Après s'être interrogé pendant des années, ADP a finalement trouvé une nouvelle utilité à l'aérodrome de Pontoise-Cormeilles-en-Vexin. Fermé au trafic aérien depuis 20 ans, l'ancienne base militaire, qui dispose de deux pistes bitumées, a vocation à devenir à partir de 2021, un centre d'essais pour les futurs aéronefs électriques à décollage et atterrissage vertical (ADAV), improprement appelés « drones » ou « taxi volants » en France, ou « VTOL » selon l'acronyme anglais. L'ambition affichée par la Région Île-de-France, le Groupe ADP et la RATP, partenaires dans cette opération, est de développer une « filière mobilité aérienne urbaine, autour du véhicule à décollage vertical ».

« A travers le lancement d'un appel à manifestation d'intérêt international, nous sommes prêts à fédérer un écosystème unique en Île-de-France », a indiqué Edward Arkwright, le directeur général exécutif du Groupe ADP, aux côtés de la présidente de la région, Valérie Pécresse et de la PDG de la RATP, Catherine Guillouard - dont l'intérêt pour le transport aérien n'est plus à démontrer.
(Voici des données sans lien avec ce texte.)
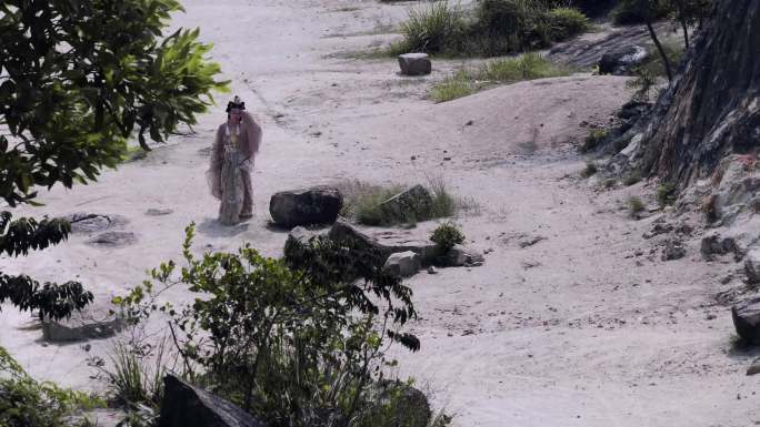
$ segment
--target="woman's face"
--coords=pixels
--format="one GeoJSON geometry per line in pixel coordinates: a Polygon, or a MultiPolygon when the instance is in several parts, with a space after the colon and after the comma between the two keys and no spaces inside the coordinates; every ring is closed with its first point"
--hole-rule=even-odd
{"type": "Polygon", "coordinates": [[[230,110],[230,122],[240,123],[242,120],[242,110],[232,109],[230,110]]]}

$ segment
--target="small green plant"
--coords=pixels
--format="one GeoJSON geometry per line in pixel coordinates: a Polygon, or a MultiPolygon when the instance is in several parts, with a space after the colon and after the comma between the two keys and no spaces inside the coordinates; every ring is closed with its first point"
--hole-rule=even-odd
{"type": "Polygon", "coordinates": [[[530,52],[514,58],[489,61],[477,70],[460,70],[433,84],[430,98],[436,102],[450,101],[476,93],[491,84],[510,84],[520,81],[569,75],[572,69],[559,65],[539,53],[530,52]]]}
{"type": "MultiPolygon", "coordinates": [[[[402,43],[394,51],[440,53],[452,40],[461,38],[462,14],[447,0],[432,1],[427,8],[411,9],[401,23],[402,43]]],[[[402,53],[406,53],[402,52],[402,53]]]]}
{"type": "Polygon", "coordinates": [[[591,28],[591,21],[576,8],[554,8],[549,11],[553,40],[566,40],[591,28]]]}
{"type": "Polygon", "coordinates": [[[0,426],[63,426],[77,410],[101,406],[84,393],[38,383],[0,346],[0,426]]]}
{"type": "Polygon", "coordinates": [[[631,217],[636,217],[644,209],[644,203],[641,201],[640,197],[628,197],[628,213],[631,215],[631,217]]]}
{"type": "Polygon", "coordinates": [[[660,206],[668,206],[676,203],[676,184],[664,182],[657,187],[657,202],[660,206]]]}
{"type": "Polygon", "coordinates": [[[441,254],[448,254],[452,247],[464,242],[464,234],[452,222],[444,222],[430,234],[432,241],[441,254]]]}
{"type": "Polygon", "coordinates": [[[583,177],[591,177],[591,176],[593,176],[598,171],[599,171],[599,169],[597,167],[597,164],[593,163],[593,162],[591,162],[591,161],[588,161],[588,162],[586,163],[586,167],[584,167],[583,171],[581,172],[581,176],[583,176],[583,177]]]}
{"type": "Polygon", "coordinates": [[[641,172],[640,171],[631,171],[624,179],[623,179],[623,185],[626,186],[631,186],[633,184],[637,184],[641,181],[641,172]]]}
{"type": "Polygon", "coordinates": [[[430,89],[430,98],[436,102],[446,102],[471,95],[478,89],[478,84],[470,73],[467,70],[461,70],[454,75],[433,84],[430,89]]]}
{"type": "Polygon", "coordinates": [[[587,153],[597,149],[607,138],[607,129],[591,129],[589,134],[583,140],[583,145],[581,145],[581,152],[587,153]]]}

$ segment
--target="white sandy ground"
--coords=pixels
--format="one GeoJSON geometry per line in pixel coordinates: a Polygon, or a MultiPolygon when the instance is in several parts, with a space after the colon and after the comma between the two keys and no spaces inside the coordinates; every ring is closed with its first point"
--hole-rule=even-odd
{"type": "MultiPolygon", "coordinates": [[[[187,14],[174,23],[201,28],[233,92],[262,122],[257,216],[233,228],[214,222],[201,150],[224,120],[220,106],[201,118],[197,135],[174,138],[96,184],[43,192],[44,207],[16,211],[122,215],[122,230],[138,234],[136,244],[102,250],[73,235],[29,257],[0,260],[3,271],[78,277],[102,313],[147,268],[179,257],[182,230],[192,221],[198,252],[250,242],[278,256],[287,234],[267,227],[273,192],[343,179],[412,184],[439,175],[479,204],[458,221],[471,244],[494,252],[482,267],[408,281],[420,313],[411,328],[422,349],[394,355],[400,374],[432,392],[454,426],[760,424],[760,379],[744,376],[756,354],[733,349],[729,309],[713,299],[738,286],[738,279],[720,284],[738,265],[702,261],[697,240],[686,258],[650,256],[657,240],[641,235],[653,217],[636,222],[619,209],[644,190],[641,184],[600,192],[578,177],[583,159],[573,143],[587,132],[580,124],[609,120],[630,96],[624,79],[526,82],[434,105],[424,99],[430,81],[459,61],[436,61],[432,77],[409,79],[396,73],[394,60],[341,55],[387,42],[392,35],[373,32],[387,32],[408,3],[183,3],[187,14]],[[173,213],[146,215],[152,207],[173,213]],[[547,240],[520,248],[520,233],[547,240]],[[634,256],[637,250],[643,255],[634,256]]],[[[420,224],[412,234],[433,225],[420,224]]],[[[86,358],[107,358],[110,340],[90,342],[89,353],[82,344],[43,345],[29,314],[2,308],[0,344],[30,373],[99,387],[86,358]]]]}

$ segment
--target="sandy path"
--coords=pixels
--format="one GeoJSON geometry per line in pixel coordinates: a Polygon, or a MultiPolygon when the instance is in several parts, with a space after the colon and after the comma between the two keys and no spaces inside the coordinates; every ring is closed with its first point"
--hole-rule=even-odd
{"type": "MultiPolygon", "coordinates": [[[[342,179],[414,183],[442,176],[479,205],[459,218],[471,244],[493,253],[471,271],[410,279],[421,318],[418,354],[398,352],[401,374],[456,414],[456,426],[747,426],[760,389],[744,376],[752,355],[731,348],[726,307],[712,296],[737,268],[704,263],[698,242],[663,263],[644,241],[649,218],[619,206],[641,184],[597,192],[578,179],[572,142],[581,122],[603,123],[628,93],[619,78],[572,77],[520,83],[456,102],[424,100],[429,81],[458,62],[436,62],[431,78],[404,79],[393,60],[340,59],[384,42],[404,6],[374,1],[184,2],[177,24],[200,26],[214,59],[264,128],[254,177],[257,217],[234,228],[213,221],[203,179],[221,111],[201,118],[197,135],[176,138],[148,159],[107,172],[100,182],[43,196],[36,215],[90,212],[127,218],[138,242],[96,248],[88,236],[20,260],[9,272],[41,279],[78,275],[98,309],[177,258],[182,228],[199,226],[196,248],[251,242],[279,255],[286,234],[266,226],[273,192],[342,179]],[[472,125],[466,125],[472,121],[472,125]],[[412,161],[411,156],[416,160],[412,161]],[[444,161],[443,157],[452,157],[444,161]],[[148,209],[171,209],[148,216],[148,209]],[[520,234],[546,240],[521,248],[520,234]],[[642,255],[634,255],[641,250],[642,255]],[[708,314],[717,318],[708,321],[708,314]],[[739,397],[739,398],[738,398],[739,397]]],[[[223,104],[226,96],[219,99],[223,104]]],[[[424,235],[434,224],[420,224],[424,235]]],[[[3,307],[0,343],[31,373],[91,387],[89,355],[108,340],[44,345],[28,314],[3,307]]]]}

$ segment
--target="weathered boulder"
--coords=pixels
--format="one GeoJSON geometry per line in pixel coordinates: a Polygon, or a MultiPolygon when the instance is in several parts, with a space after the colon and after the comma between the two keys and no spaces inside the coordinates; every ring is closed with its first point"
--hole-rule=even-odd
{"type": "Polygon", "coordinates": [[[412,251],[391,254],[386,261],[383,270],[397,277],[410,277],[422,267],[420,255],[412,251]]]}
{"type": "Polygon", "coordinates": [[[428,189],[418,184],[380,203],[380,210],[394,222],[407,222],[427,220],[432,205],[433,199],[428,189]]]}
{"type": "Polygon", "coordinates": [[[394,410],[390,414],[383,414],[390,418],[386,419],[388,425],[408,427],[427,427],[430,425],[432,410],[424,393],[398,380],[380,382],[378,388],[383,399],[390,399],[391,396],[396,396],[397,405],[393,406],[394,410]]]}
{"type": "Polygon", "coordinates": [[[263,423],[178,376],[163,378],[159,427],[264,427],[263,423]]]}
{"type": "Polygon", "coordinates": [[[337,221],[330,228],[328,237],[336,243],[346,244],[360,251],[377,251],[377,253],[382,255],[383,261],[397,252],[411,251],[420,255],[422,264],[428,264],[437,255],[437,248],[432,242],[407,241],[400,243],[394,242],[393,240],[384,240],[381,242],[379,238],[357,230],[344,221],[337,221]]]}
{"type": "Polygon", "coordinates": [[[760,297],[754,297],[731,307],[733,327],[740,337],[760,345],[760,297]]]}
{"type": "Polygon", "coordinates": [[[399,55],[401,74],[424,75],[432,71],[432,63],[427,53],[404,53],[399,55]]]}
{"type": "Polygon", "coordinates": [[[446,256],[447,265],[461,267],[463,265],[480,265],[486,258],[480,251],[462,245],[454,245],[446,256]]]}
{"type": "Polygon", "coordinates": [[[331,186],[283,191],[272,195],[269,213],[274,223],[284,227],[331,224],[343,207],[343,196],[331,186]]]}
{"type": "Polygon", "coordinates": [[[751,250],[744,258],[744,272],[750,283],[760,283],[760,248],[751,250]]]}
{"type": "Polygon", "coordinates": [[[647,49],[636,44],[610,49],[599,60],[599,73],[627,74],[633,67],[643,62],[648,55],[647,49]]]}

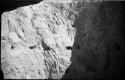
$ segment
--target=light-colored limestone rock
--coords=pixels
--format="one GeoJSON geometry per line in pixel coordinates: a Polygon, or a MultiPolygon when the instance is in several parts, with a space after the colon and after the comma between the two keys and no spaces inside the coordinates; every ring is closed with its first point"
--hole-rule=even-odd
{"type": "MultiPolygon", "coordinates": [[[[60,79],[70,66],[76,34],[71,0],[44,0],[1,15],[5,79],[60,79]]],[[[74,11],[75,12],[75,11],[74,11]]],[[[77,11],[76,11],[77,12],[77,11]]]]}

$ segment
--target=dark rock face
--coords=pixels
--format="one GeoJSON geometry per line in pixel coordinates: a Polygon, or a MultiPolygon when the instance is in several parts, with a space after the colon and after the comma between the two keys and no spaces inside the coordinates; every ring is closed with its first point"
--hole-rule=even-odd
{"type": "Polygon", "coordinates": [[[64,79],[123,77],[124,2],[85,3],[74,26],[72,65],[64,79]]]}

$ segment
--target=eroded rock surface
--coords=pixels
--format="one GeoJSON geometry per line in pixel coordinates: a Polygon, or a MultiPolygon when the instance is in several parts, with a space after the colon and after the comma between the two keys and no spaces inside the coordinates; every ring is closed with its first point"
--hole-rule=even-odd
{"type": "MultiPolygon", "coordinates": [[[[45,0],[1,15],[5,79],[60,79],[71,64],[76,30],[73,6],[45,0]]],[[[77,11],[76,11],[77,12],[77,11]]]]}

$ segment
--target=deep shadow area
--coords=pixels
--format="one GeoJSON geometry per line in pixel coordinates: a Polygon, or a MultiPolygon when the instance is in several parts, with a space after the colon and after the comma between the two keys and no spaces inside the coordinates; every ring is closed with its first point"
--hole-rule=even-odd
{"type": "MultiPolygon", "coordinates": [[[[0,14],[40,1],[0,0],[0,14]]],[[[85,5],[74,24],[77,36],[73,48],[67,47],[72,49],[72,64],[62,79],[124,77],[124,5],[118,1],[85,5]]]]}
{"type": "Polygon", "coordinates": [[[74,24],[72,64],[63,79],[124,78],[124,5],[120,1],[85,3],[74,24]]]}

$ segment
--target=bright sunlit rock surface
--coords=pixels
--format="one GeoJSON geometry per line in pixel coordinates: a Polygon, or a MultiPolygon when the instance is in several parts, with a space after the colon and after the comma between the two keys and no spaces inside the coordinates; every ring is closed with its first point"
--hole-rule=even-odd
{"type": "Polygon", "coordinates": [[[5,79],[61,79],[70,66],[77,11],[72,1],[44,0],[1,15],[5,79]]]}

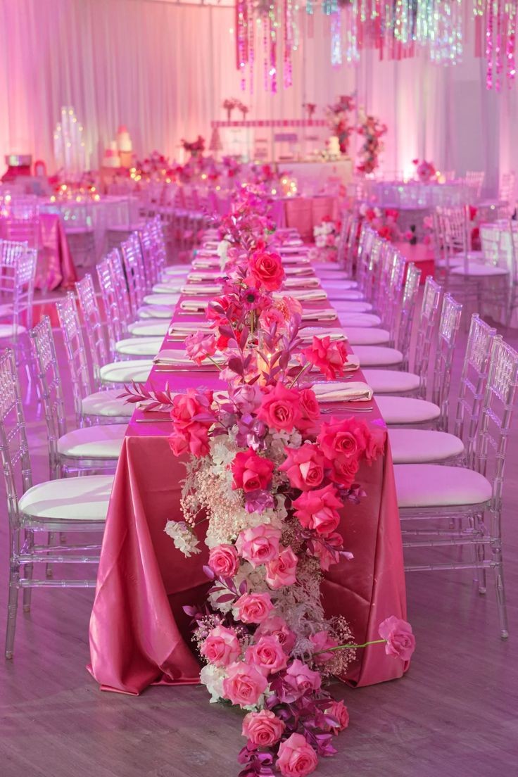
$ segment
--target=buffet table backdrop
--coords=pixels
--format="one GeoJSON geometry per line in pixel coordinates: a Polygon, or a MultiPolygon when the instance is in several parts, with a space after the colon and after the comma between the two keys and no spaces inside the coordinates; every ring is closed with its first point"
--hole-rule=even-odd
{"type": "MultiPolygon", "coordinates": [[[[121,124],[141,155],[157,148],[178,157],[182,138],[200,134],[208,143],[210,121],[225,118],[226,96],[241,96],[253,118],[301,117],[311,101],[322,117],[324,106],[356,90],[357,105],[389,127],[386,170],[412,172],[414,158],[457,175],[485,169],[486,193],[494,193],[499,169],[513,169],[518,96],[516,89],[486,91],[484,60],[475,60],[472,41],[465,42],[464,62],[449,68],[424,57],[379,62],[369,51],[353,67],[330,68],[322,15],[312,18],[313,37],[294,57],[294,86],[265,92],[258,68],[250,95],[241,92],[235,67],[232,8],[0,0],[0,159],[29,152],[52,169],[52,129],[62,105],[75,106],[97,166],[121,124]]],[[[305,15],[301,23],[308,23],[305,15]]]]}

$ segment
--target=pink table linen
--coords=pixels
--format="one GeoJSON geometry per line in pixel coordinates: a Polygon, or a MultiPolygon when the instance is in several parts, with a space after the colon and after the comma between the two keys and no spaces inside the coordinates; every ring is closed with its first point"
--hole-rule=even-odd
{"type": "MultiPolygon", "coordinates": [[[[324,307],[329,307],[327,301],[304,304],[304,309],[324,307]]],[[[202,317],[179,315],[177,308],[173,320],[185,323],[202,317]]],[[[337,321],[325,326],[339,327],[337,321]]],[[[167,348],[175,347],[165,343],[167,348]]],[[[360,371],[354,379],[363,379],[360,371]]],[[[155,387],[167,382],[179,391],[189,386],[221,386],[212,371],[160,375],[154,368],[151,381],[155,387]]],[[[382,423],[374,402],[328,406],[334,415],[373,406],[372,413],[359,417],[382,423]]],[[[155,683],[199,681],[200,666],[189,647],[188,618],[182,607],[202,602],[210,585],[202,570],[208,556],[206,546],[202,543],[201,555],[186,559],[164,533],[166,521],[182,517],[184,469],[169,451],[169,424],[138,420],[155,417],[167,416],[137,409],[128,426],[108,511],[90,622],[89,671],[103,689],[130,694],[155,683]]],[[[377,626],[389,615],[406,618],[406,603],[388,444],[384,455],[371,466],[362,465],[358,479],[367,496],[360,505],[344,509],[340,525],[344,546],[354,559],[331,567],[322,594],[326,613],[343,615],[361,643],[378,639],[377,626]]],[[[358,651],[342,679],[351,685],[368,685],[399,678],[407,668],[408,664],[386,656],[383,647],[376,645],[358,651]]]]}

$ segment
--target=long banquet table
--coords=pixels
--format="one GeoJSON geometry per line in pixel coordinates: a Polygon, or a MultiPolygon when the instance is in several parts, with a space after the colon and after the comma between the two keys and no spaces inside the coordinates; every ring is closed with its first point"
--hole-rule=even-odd
{"type": "MultiPolygon", "coordinates": [[[[331,305],[326,300],[304,307],[331,305]]],[[[203,319],[203,314],[180,314],[179,305],[172,316],[172,321],[183,323],[203,319]]],[[[340,326],[338,321],[322,326],[340,326]]],[[[175,347],[167,340],[166,336],[164,347],[175,347]]],[[[360,371],[354,380],[363,380],[360,371]]],[[[215,372],[189,369],[164,374],[155,368],[150,382],[156,388],[169,383],[179,392],[221,386],[215,372]]],[[[383,424],[374,400],[327,406],[335,416],[372,407],[372,412],[359,417],[383,424]]],[[[169,450],[171,427],[165,418],[165,413],[135,410],[115,476],[90,622],[89,669],[104,690],[137,694],[151,684],[199,681],[200,664],[190,647],[189,618],[182,608],[203,601],[210,584],[202,566],[208,553],[202,542],[202,553],[186,559],[164,533],[168,520],[182,518],[179,499],[185,472],[181,460],[169,450]]],[[[406,618],[401,531],[388,443],[383,456],[370,466],[362,464],[358,479],[366,496],[359,505],[344,509],[339,528],[344,546],[354,559],[325,573],[322,595],[327,615],[346,616],[361,643],[377,639],[377,625],[389,615],[406,618]]],[[[342,679],[353,685],[368,685],[401,677],[406,668],[375,645],[357,651],[342,679]]]]}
En 2018, Catherine Guillouard s'était en effet portée candidate à la direction d'Air France-KLM.

Des avions-taxis pour les JO de 2024 ?

La création de cette zone de tests dédiée à la future « mobilité aérienne urbaine » résulte d'un partenariat annoncé en juin 2019 entre le groupe aéroportuaire, la région Ile-de-France et la RATP, visant à lancer pour les Jeux Olympiques de 2024 un service de taxis volants entre l'aéroport de Roissy-CDG, Saint-Denis et Disneyland.

Mais à l'époque, aucun ADAV européen n'avait encore effectué un vol en Europe. D'où l'accueil plutôt réservé accordé à ce projet vitrine d'avions-taxis pour le JO de 2024, alors que Roissy-CDG reste le seul grand aéroport international sans liaison ferroviaire directe avec le centre-ville et que l'arrivée du CDG Express était encore repoussée d'un an.

Volocopter s'y voit déjà

C'est probablement afin de donner plus de réalité à leur projet que les trois protagonistes du projet avaient fait venir à Pontoise, pour cette annonce, le prototype du Volocopter, le projet de VTOL européen le plus avancé développé à Stuttgart par une start-up allemande avec le soutien de puissants parrains, dont le constructeur automobile Daimler. A en croire son PDG, Florian Reuter, Volocopter pourrait en effet être le premier utilisateur de la base de Pontoise, en vue de lancer « des lignes commerciales de taxis aériens dans les deux ou trois prochaines années ».

Avant d'en arriver là, Volocopter et les nombreux autres projets d'objets volants non identifiés doivent encore franchir beaucoup d'obstacles. Pour l'heure, l'utilisation de ces hélicoptères électriques d'un nouveau genre dans l'espace public reste en effet totalement interdite. L'Agence européenne de sécurité aérienne, qui sera chargée de délivrer les autorisations de vol, vient toute juste de lancer une étude d'acceptabilité afin de savoir comment ses appareils seront accueillis par les populations. Dans le cas de Pontoise, la réaction des associations de riverains, qui avaient bataillé durant des années pour obtenir la fin des vols commerciaux, devrait fournir un premier élément de réponse.

Un modèle économique encore flou

En l'absence de visibilité sur les possibilités réelles offertes par ces engins et les contraintes qui leur seront imposées, le modèle économique des ADAV reste également à valider. Dans le cas du Volocopter, cet hélicoptère léger à rotors électriques nécessitera un pilote, pour pouvoir transporter un passager sur une distance maximale de 35 km à une vitesse de pointe de 110 km/h, avec des moteurs électriques. Ce qui laisse planer un doute sur sa rentabilité et sur son « acceptabilité sociale » en tant que taxi volant. Volocopter n'en a pas moins lancé, la semaine dernière, la phase de précommercialisation pour les 1.000 premiers vols. Le prix annoncé sur le site de Volocopter est de 300 euros pour ces premiers vols. En revanche, aucune date n'a été communiquée.